Durand's computer science expertise has its roots at Columbia University, where she earned her Ph.D. in that field. After completing her doctorate, she joined the scientific staff in Bellcore's Computer Science Research Department.

Her interest in evolutionary genomics arose through a series of workshops in computational molecular biology hosted by DIMACS, a theoretical computer science institute at Rutgers University. There she met Lee Silver, a professor of molecular biology and public affairs at Princeton University. Silver is the author of "Remaking Eden: How Cloning and Genetic Engineering Will Transform the American Family."

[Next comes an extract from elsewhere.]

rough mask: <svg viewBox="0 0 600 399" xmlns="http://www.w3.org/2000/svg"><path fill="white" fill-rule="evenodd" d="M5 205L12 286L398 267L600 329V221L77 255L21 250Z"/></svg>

Their conversations about evolution and genetics piqued Durand's interest and eventually led to collaboration. Durand became so engrossed in her research with Silver that she left Bellcore to pursue biology full time. She spent two years at the University of Pennsylvania working with the distinguished population geneticist, Warren Ewens. In 1998, she won a Sloan-DOE fellowship in computational molecular biology that enabled her to spend two years in Princeton's Molecular Biology Department.

Durand joined Carnegie Mellon's small but strong community of computational biologists as an associate professor of biological sciences and computer science in September 2000.

Next fall, she will introduce a new course on computational molecular biology and genomics aimed at seniors and first—year graduate students that will follow Professor Robert Murphy's introductory computational biology course.

"Carnegie Mellon is a wonderful place for me because unusual approaches are appreciated here and it is easy to collaborate with students and faculty in different fields," Durand said.